Mystérieuse association

À l'origine d'une telle initiative, une association, «Cri-voix des victimes», qui ne semble quant à elle pas particulièrement partisane du gouvernement russe. Rien ne s’y réfère, sur son site internet, du moins. Ni sur les profils réseaux sociaux des membres de son comité.

Sur le site internet de l'organisation, on peut lire: «Cri-voix des victimes est une association suisse qui fut créée la mi-mai 2019, fruit d’une réunion d’acteurs de la société civile et de la société internationale dont l’objectif essentiel est le soutien, l’accompagnement et l’encadrement les victimes de la marginalisation, du racisme ethnique et du terrorisme, voire du marché économique.» La structure est reliée à la Coordination des organisations islamiques suisses (COIS), une association davantage connue en Suisse alémanique, mais qui a déjà fait parler d’elle dans les médias de ce côté-ci de la Sarine.

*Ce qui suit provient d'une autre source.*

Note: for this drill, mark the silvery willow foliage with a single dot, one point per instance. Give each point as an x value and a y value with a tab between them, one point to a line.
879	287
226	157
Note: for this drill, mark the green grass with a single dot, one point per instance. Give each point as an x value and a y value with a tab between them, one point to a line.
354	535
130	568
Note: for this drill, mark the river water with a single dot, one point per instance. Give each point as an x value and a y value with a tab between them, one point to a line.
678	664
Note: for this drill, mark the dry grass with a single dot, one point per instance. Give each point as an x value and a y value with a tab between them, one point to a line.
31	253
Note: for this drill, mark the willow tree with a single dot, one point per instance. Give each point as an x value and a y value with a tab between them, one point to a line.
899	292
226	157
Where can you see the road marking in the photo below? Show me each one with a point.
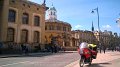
(14, 63)
(72, 64)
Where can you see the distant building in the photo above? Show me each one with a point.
(57, 29)
(22, 21)
(79, 36)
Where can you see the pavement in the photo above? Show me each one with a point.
(31, 54)
(101, 58)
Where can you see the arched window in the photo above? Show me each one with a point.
(58, 27)
(25, 18)
(11, 15)
(36, 20)
(36, 37)
(24, 36)
(10, 35)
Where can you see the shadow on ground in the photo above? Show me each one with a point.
(98, 65)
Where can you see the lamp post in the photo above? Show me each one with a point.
(118, 22)
(93, 11)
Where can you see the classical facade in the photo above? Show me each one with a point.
(22, 21)
(57, 31)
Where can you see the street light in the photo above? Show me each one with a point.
(93, 11)
(118, 21)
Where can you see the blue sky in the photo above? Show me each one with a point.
(78, 13)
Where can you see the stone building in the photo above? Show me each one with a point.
(56, 30)
(79, 36)
(22, 21)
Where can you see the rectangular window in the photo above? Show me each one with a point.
(11, 16)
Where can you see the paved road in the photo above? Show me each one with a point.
(54, 60)
(114, 63)
(109, 59)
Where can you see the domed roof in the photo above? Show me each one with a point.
(53, 8)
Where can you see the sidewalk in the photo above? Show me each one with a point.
(32, 54)
(101, 58)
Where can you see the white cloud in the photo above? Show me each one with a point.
(78, 26)
(106, 26)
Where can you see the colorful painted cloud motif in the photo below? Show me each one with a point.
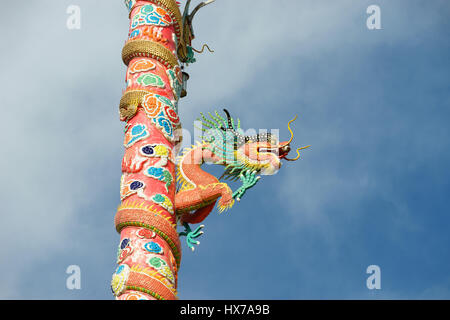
(128, 188)
(141, 65)
(162, 112)
(163, 201)
(137, 133)
(156, 151)
(160, 174)
(150, 79)
(151, 15)
(153, 247)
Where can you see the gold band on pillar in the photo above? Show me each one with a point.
(174, 11)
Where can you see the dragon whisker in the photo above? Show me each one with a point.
(298, 154)
(290, 130)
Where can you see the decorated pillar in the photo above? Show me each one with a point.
(149, 252)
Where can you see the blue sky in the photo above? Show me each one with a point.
(372, 189)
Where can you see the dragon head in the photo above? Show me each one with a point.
(262, 152)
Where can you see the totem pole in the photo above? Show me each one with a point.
(149, 254)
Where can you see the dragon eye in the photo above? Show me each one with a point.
(124, 243)
(136, 185)
(148, 150)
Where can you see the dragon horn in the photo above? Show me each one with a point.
(290, 130)
(230, 125)
(200, 5)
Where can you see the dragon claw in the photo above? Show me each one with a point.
(192, 235)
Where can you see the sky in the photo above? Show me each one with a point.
(373, 189)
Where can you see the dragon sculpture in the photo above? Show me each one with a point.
(244, 158)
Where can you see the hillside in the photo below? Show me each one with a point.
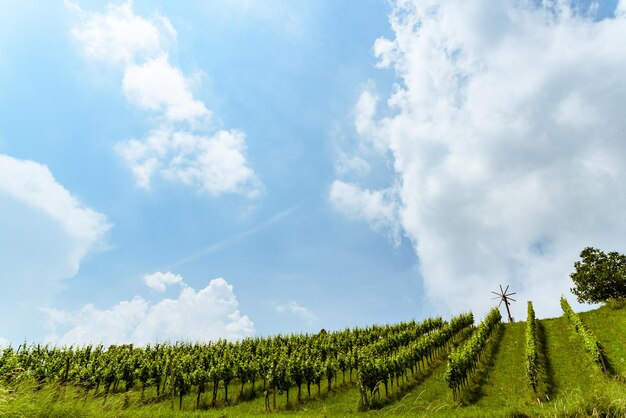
(570, 383)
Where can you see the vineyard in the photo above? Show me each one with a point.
(571, 365)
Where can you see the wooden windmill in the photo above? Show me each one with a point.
(505, 297)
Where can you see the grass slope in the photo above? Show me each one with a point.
(571, 385)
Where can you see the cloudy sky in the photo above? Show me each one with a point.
(219, 169)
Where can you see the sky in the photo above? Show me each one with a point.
(222, 169)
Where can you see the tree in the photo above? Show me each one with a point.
(599, 276)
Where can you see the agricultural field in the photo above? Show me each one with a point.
(574, 365)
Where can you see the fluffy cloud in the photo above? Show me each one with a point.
(208, 314)
(159, 281)
(158, 86)
(214, 165)
(46, 234)
(119, 36)
(33, 185)
(507, 139)
(378, 207)
(183, 148)
(295, 309)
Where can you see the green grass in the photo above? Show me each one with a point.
(570, 385)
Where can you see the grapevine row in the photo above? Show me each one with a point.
(532, 355)
(591, 344)
(276, 364)
(463, 361)
(381, 365)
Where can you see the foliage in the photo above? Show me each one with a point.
(590, 342)
(282, 362)
(599, 277)
(463, 361)
(532, 355)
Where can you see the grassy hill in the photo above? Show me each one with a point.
(570, 385)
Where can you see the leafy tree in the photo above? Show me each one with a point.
(599, 276)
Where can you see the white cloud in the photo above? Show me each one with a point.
(33, 184)
(293, 308)
(377, 207)
(182, 148)
(159, 281)
(507, 142)
(119, 36)
(351, 165)
(158, 86)
(208, 314)
(214, 165)
(46, 235)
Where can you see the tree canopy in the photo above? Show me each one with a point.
(599, 277)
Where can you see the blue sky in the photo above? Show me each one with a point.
(335, 163)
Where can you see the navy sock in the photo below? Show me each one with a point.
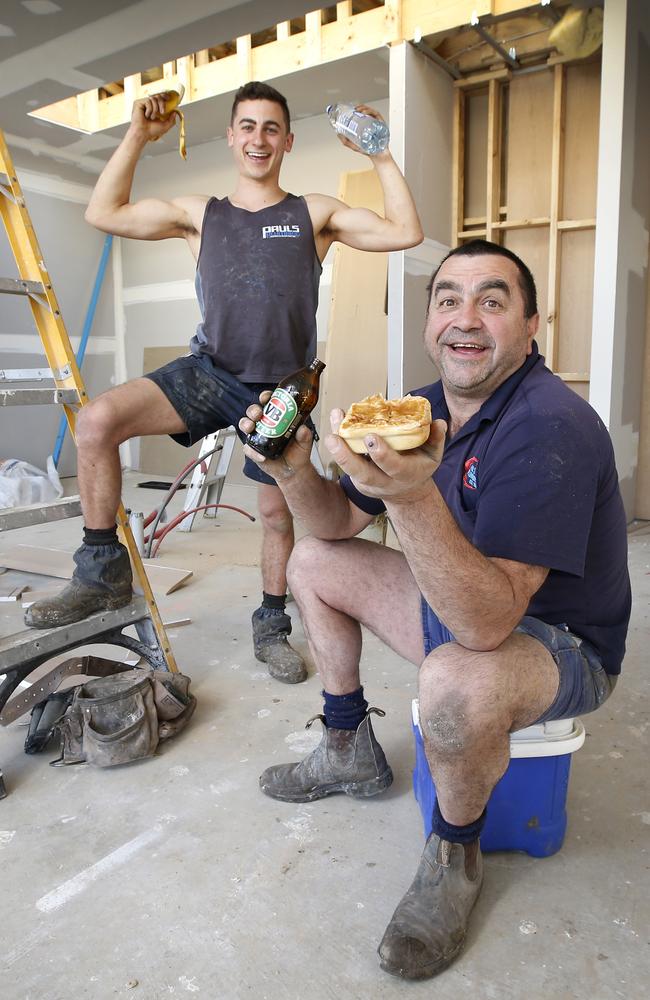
(456, 834)
(274, 601)
(345, 711)
(100, 536)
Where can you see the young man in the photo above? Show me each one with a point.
(259, 254)
(511, 592)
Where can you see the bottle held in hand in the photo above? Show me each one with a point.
(289, 406)
(367, 133)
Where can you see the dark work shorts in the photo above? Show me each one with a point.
(584, 683)
(208, 399)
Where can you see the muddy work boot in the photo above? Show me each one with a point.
(428, 928)
(345, 760)
(270, 630)
(101, 582)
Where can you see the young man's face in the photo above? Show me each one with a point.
(476, 332)
(259, 139)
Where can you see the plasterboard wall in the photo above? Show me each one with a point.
(72, 251)
(421, 105)
(623, 213)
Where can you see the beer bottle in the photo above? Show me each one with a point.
(289, 406)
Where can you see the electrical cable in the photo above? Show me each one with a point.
(181, 517)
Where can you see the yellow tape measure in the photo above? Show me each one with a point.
(171, 107)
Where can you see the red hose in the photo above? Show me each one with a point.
(181, 517)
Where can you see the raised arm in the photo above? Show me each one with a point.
(110, 208)
(362, 228)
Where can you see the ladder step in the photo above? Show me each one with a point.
(26, 374)
(30, 642)
(18, 286)
(34, 397)
(39, 513)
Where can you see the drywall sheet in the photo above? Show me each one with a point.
(356, 352)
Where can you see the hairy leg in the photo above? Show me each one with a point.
(469, 704)
(342, 585)
(277, 538)
(134, 409)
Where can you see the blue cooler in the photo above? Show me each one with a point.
(527, 809)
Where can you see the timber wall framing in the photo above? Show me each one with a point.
(525, 170)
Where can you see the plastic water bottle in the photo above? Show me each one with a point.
(367, 133)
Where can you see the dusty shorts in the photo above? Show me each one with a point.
(584, 683)
(208, 399)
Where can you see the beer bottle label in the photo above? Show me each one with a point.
(278, 415)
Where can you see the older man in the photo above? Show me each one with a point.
(511, 592)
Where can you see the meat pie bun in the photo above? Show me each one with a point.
(403, 423)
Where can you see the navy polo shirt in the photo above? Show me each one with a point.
(531, 477)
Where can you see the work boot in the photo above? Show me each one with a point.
(270, 630)
(428, 928)
(345, 760)
(101, 582)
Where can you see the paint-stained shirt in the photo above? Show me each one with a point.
(257, 280)
(531, 477)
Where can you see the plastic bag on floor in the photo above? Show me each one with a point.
(22, 484)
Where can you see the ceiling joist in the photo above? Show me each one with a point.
(339, 31)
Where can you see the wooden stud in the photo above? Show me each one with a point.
(522, 223)
(554, 240)
(458, 167)
(493, 180)
(576, 224)
(480, 79)
(88, 107)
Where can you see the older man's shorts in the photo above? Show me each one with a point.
(584, 683)
(208, 399)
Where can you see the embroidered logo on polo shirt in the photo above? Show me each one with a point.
(470, 479)
(272, 232)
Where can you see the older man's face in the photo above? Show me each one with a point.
(476, 332)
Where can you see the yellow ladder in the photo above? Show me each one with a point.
(69, 390)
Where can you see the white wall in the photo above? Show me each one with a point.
(72, 251)
(622, 233)
(421, 105)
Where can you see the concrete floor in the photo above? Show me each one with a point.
(176, 876)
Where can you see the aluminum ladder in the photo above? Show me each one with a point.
(23, 652)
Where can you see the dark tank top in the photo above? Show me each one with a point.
(257, 280)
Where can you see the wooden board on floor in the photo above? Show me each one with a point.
(53, 562)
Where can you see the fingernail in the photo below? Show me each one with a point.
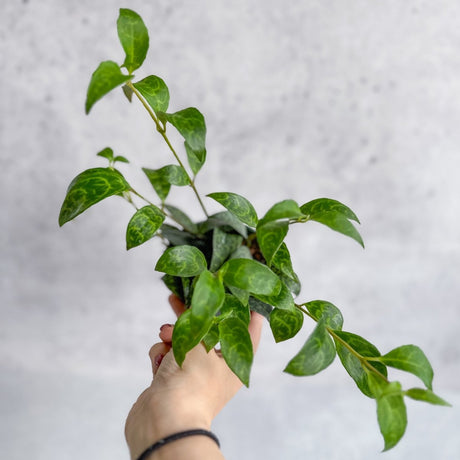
(158, 359)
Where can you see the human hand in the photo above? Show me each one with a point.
(182, 398)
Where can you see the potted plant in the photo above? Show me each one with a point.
(235, 260)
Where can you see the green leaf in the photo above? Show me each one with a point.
(251, 276)
(270, 236)
(162, 179)
(238, 206)
(182, 219)
(352, 364)
(321, 205)
(196, 158)
(181, 261)
(287, 209)
(211, 339)
(121, 159)
(128, 92)
(106, 153)
(260, 307)
(223, 244)
(184, 339)
(143, 225)
(410, 358)
(233, 307)
(134, 38)
(421, 394)
(317, 353)
(104, 79)
(242, 252)
(282, 300)
(330, 313)
(391, 415)
(226, 220)
(207, 298)
(285, 324)
(155, 92)
(191, 125)
(339, 223)
(88, 188)
(236, 347)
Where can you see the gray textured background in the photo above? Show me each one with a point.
(356, 100)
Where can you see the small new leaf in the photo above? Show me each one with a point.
(181, 261)
(134, 38)
(155, 92)
(270, 236)
(88, 188)
(410, 358)
(321, 309)
(317, 353)
(191, 125)
(238, 206)
(251, 276)
(285, 324)
(236, 347)
(207, 298)
(105, 78)
(143, 225)
(421, 394)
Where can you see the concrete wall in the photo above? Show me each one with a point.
(355, 100)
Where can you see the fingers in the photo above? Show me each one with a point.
(166, 333)
(255, 329)
(176, 304)
(157, 353)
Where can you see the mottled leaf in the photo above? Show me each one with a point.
(260, 307)
(285, 324)
(238, 206)
(233, 307)
(181, 261)
(223, 244)
(88, 188)
(208, 296)
(155, 92)
(282, 300)
(352, 364)
(251, 276)
(236, 347)
(330, 313)
(410, 358)
(143, 225)
(104, 79)
(134, 38)
(317, 353)
(270, 236)
(191, 125)
(196, 158)
(287, 209)
(182, 219)
(421, 394)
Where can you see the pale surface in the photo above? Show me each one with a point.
(356, 100)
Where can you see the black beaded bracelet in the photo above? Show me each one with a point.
(175, 437)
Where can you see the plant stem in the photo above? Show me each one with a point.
(162, 131)
(363, 359)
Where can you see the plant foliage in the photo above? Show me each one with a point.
(233, 262)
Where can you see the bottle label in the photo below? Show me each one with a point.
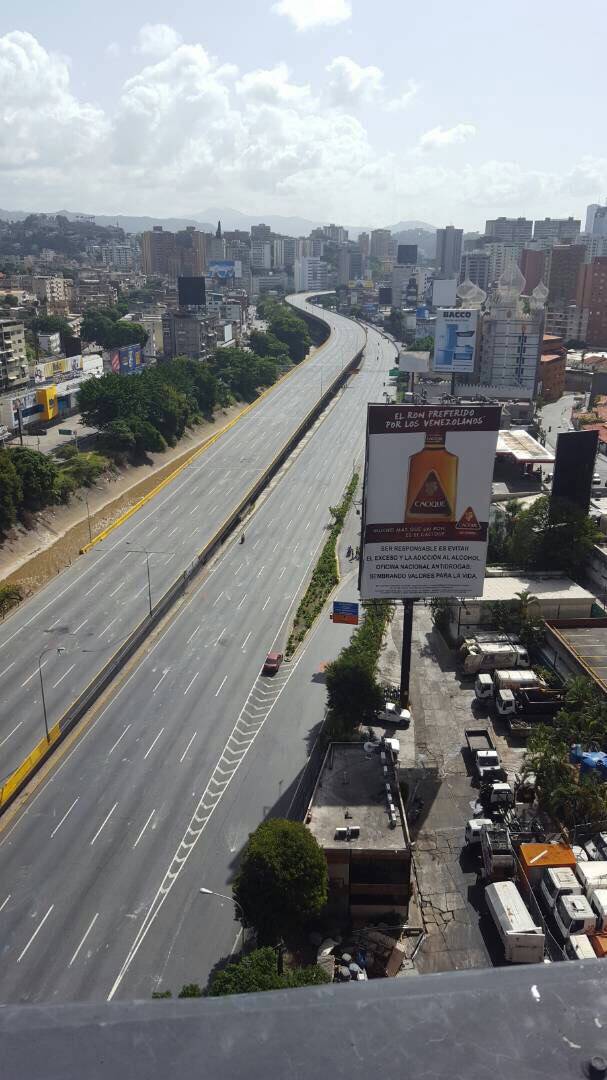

Faute de diversité d’opinion

Pourquoi cette annulation? Contacté, le service de communication de l’UNIGE rétorque: «l’Université est étrangère à cet événement qui a été annulé par ses organisateurs. Les salles de l’Université peuvent être louées par des tiers. Elles sont gérées par un service dédié qui a été informé il y a deux semaines de l’annulation de la réservation.»

Le président de l’association et juriste de formation Abdeljelil Dhahri a également répondu à notre sollicitation. Pourquoi avoir rétropédalé? Il s’explique: «Nous avons en effet annulé l’événement.» La raison invoquée? «Il représente une seule vision». Et l’association n’aurait pas pu «convaincre d’autres personnes d’un autre point de vue que le [sien] de participer», d’après son chef de file.

Lorsqu’on lui demande si son association se qualifierait de «prorusse», l’homme semble presque indigné, et se défend, à l’autre bout du fil: «Non, non! Je n’ai jamais dit que j’étais prorusse! Moi, je suis un militant politique bien connu au niveau international, je suis anti-dictature!» L’homme glisse néanmoins que, selon lui, la guerre en Ukraine est «la responsabilité des États-Unis».